Lam Wing-kee, a bookseller from Hong Kong who fled to Taiwan in 2019 after being arrested by China in 2015 for selling content considered critical of Beijing, died on Thursday at the age of 70.

Taiwan’s semi-official Central News Agency reported that Lam had died at Mackay Memorial Hospital in Taipei after a battle with cancer, citing an unnamed source.
“My friend Lam Wing Kee of #CausewayBayBooks died today of lung cancer in Taipei,” Hong Kong’s former pro-democracy lawmaker Claudia Mo said in a social media post.
Last year, Lam told the media that his lung adenocarcinoma had recurred and progressed to stage four. Earlier this month, he closed his bookstore, due to health reasons.
He was one of five publishers selling gossip-filled tomes about China’s leaders who disappeared in late 2015, reappearing in custody on the mainland and making televised confessions.

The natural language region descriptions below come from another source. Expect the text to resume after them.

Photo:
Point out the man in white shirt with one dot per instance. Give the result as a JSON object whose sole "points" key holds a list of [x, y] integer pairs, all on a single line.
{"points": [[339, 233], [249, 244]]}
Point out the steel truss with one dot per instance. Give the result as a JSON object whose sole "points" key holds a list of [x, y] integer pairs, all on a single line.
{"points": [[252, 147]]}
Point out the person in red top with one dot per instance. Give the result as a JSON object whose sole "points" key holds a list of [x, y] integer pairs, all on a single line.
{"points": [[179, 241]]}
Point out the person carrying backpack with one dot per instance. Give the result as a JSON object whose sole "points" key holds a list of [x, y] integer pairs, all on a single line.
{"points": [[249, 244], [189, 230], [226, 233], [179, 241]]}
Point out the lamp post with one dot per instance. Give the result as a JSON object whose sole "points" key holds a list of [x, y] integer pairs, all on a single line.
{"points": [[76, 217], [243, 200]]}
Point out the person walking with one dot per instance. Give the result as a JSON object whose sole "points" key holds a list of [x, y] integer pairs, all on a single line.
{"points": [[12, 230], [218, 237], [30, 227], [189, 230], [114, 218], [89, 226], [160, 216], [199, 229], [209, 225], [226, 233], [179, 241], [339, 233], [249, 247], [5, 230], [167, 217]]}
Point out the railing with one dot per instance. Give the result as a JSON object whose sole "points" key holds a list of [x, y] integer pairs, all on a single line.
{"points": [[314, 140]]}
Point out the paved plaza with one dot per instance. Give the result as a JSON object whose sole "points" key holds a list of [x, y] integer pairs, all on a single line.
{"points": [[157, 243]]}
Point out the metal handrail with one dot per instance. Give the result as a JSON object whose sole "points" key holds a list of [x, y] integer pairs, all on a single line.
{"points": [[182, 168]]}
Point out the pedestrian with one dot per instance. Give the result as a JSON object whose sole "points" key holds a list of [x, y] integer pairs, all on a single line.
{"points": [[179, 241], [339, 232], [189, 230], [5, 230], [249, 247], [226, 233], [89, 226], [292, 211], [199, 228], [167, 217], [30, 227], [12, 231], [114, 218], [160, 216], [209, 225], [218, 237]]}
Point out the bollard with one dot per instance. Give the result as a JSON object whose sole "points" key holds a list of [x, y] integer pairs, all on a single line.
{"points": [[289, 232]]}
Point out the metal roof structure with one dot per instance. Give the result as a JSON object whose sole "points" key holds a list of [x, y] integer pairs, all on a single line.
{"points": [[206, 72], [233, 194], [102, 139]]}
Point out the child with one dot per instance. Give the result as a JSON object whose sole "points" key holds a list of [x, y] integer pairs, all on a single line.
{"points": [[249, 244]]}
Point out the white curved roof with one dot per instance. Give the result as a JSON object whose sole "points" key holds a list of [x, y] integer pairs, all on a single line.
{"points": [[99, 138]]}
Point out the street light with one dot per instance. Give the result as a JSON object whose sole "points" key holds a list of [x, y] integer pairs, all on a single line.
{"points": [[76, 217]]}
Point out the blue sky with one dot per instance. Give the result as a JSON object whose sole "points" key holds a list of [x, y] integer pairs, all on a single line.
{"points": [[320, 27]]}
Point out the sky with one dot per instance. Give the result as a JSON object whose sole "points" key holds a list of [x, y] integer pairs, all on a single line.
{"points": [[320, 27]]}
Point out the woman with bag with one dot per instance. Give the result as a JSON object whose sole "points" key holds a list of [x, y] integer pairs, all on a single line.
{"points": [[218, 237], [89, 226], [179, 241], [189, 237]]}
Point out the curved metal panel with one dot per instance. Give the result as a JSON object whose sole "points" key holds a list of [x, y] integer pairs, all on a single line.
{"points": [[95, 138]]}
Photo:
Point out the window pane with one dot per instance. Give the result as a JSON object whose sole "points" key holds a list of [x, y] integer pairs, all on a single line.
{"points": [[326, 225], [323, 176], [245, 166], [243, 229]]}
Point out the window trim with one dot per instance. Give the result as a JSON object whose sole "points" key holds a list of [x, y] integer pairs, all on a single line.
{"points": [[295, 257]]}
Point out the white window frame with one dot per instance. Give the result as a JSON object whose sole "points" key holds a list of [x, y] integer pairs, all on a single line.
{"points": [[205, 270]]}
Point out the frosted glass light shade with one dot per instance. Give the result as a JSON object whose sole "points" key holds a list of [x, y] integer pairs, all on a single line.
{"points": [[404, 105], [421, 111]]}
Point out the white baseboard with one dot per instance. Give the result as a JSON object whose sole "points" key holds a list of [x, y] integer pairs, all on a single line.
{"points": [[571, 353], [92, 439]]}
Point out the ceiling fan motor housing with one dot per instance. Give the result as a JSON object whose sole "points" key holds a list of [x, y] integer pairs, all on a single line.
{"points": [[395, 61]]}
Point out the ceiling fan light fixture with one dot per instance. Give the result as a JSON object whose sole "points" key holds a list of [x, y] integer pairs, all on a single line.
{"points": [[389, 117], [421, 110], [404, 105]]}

Their disappearance caused widespread alarm in Hong Kong.
Lam was allowed to return to Hong Kong in June 2016, provided he took a hard drive with the bookstore’s customers and returned to the mainland.
But he instead skipped bail and went public with explosive testimony detailing how he was blindfolded by mainland police after crossing the border in Shenzhen and spent months being interrogated.
In April 2019, Lam fled to Taiwan after Hong Kong announced plans to allow extraditions to China, a move that sparked months of large and sometimes violent pro-democracy protests in the financial center later that year.
He told AFP after flying to Taipei that “at the moment, Hong Kong is no longer safe for me”, adding that he was “enjoying the air of freedom”.
A year later, the dissident reopened his Causeway Bay Books store in Taiwan, where he described the self-governing island as “a country of freedom and democracy and we still have the right to read books”.
Taiwan President Lai Ching-te said Thursday he was “deeply saddened” by Lam’s death, offering condolences to Lam’s family and friends.
Lam’s life “proved the value of freedom of expression and the fear and suffering caused by authoritarian repression,” Lai said in a Facebook post.

“He chose not to remain silent. Instead, he reopened Causeway Bay Books in Taiwan, turning it into a place where friends from Hong Kong could gather, talk and support each other,” he added.
“Taiwan will continue to stand firm in defending democracy, freedom and human rights, and will stand with all those who refuse to bow to authoritarianism.”